3. Taking shorter terms leads to higher long-term expenses

term life insurance expenses 2021

Finding ways to save money is on everyone’s mind, but taking shorter terms is not the right way to do it in this case; you’ll only end up paying more in the long term. Simply put, what’s going to happen when the contract expires? You’re going to need to buy a new one. Generally speaking, the premium is going to increase the older you get.

4. Trying to hide your medical history isn’t worth it

You may think that hiding your medical history might get you a better deal, but there are several problems with this kind of thinking. For starters, if your unfortunate passing gets traced to an undisclosed medical condition, the insurance may be deemed null and void, and thus, your loved ones would receive precisely zero in compensation. Therefore, make sure to disclose all bits and pieces of information asked of you, and you won’t have any problems later.

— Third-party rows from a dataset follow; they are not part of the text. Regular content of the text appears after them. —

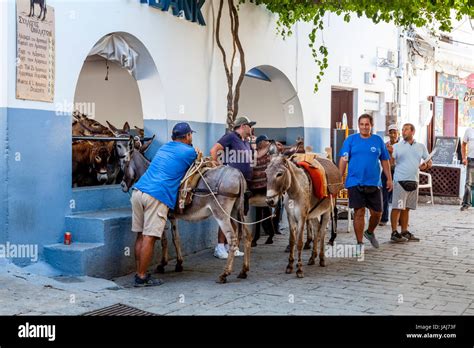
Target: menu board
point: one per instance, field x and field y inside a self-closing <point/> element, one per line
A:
<point x="445" y="148"/>
<point x="35" y="48"/>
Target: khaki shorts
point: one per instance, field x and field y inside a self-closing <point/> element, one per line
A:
<point x="402" y="199"/>
<point x="149" y="214"/>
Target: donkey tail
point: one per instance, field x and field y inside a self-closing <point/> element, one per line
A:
<point x="241" y="210"/>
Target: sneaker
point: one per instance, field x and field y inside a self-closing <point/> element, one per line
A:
<point x="148" y="281"/>
<point x="397" y="237"/>
<point x="359" y="250"/>
<point x="237" y="252"/>
<point x="410" y="237"/>
<point x="220" y="252"/>
<point x="371" y="238"/>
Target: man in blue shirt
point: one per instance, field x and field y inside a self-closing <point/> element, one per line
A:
<point x="155" y="193"/>
<point x="364" y="152"/>
<point x="407" y="155"/>
<point x="234" y="150"/>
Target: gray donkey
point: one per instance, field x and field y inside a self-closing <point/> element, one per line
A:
<point x="284" y="178"/>
<point x="228" y="186"/>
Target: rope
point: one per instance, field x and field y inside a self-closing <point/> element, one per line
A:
<point x="226" y="213"/>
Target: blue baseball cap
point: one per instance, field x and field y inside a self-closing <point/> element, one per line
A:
<point x="181" y="129"/>
<point x="261" y="138"/>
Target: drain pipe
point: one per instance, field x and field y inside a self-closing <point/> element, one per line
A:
<point x="399" y="72"/>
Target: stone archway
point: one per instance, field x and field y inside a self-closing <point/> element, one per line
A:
<point x="269" y="98"/>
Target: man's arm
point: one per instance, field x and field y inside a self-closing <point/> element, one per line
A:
<point x="464" y="153"/>
<point x="342" y="165"/>
<point x="388" y="174"/>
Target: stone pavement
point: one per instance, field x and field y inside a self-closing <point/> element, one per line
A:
<point x="432" y="277"/>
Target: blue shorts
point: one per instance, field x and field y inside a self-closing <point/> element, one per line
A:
<point x="358" y="199"/>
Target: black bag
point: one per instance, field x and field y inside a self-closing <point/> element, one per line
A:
<point x="367" y="189"/>
<point x="409" y="185"/>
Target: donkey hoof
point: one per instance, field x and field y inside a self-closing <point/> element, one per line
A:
<point x="222" y="280"/>
<point x="269" y="241"/>
<point x="242" y="275"/>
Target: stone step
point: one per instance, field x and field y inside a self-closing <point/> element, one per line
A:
<point x="93" y="227"/>
<point x="98" y="198"/>
<point x="73" y="259"/>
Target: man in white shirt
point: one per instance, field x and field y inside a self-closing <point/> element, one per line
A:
<point x="467" y="150"/>
<point x="407" y="154"/>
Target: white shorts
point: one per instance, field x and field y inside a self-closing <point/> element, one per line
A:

Matt Schmidt of Diabetes Life Solutions mentions ” insurance companies will be able to find out about any type of health issue.  Trying to hide any health condition will not end well for you.  As an example, trying to hide your Diabetes condition.  Companies will see treatment for this either in your medical records or by doing a prescription drug background check.  We all know life insurance for type 1 diabetics will be more expensive, but just be open and honest on your life insurance application.”


With the help of the tips, we’ve shared with you, picking the best plan and avoiding trouble is pretty much a given. In the end, term insurance is a safeguard to your family’s well-being in the future, so skimping out on the costs is never worth the risk. By doing all the necessary research and studying every option in front of you, you’ll not only be able to make the best pick possible but also do so with complete confidence.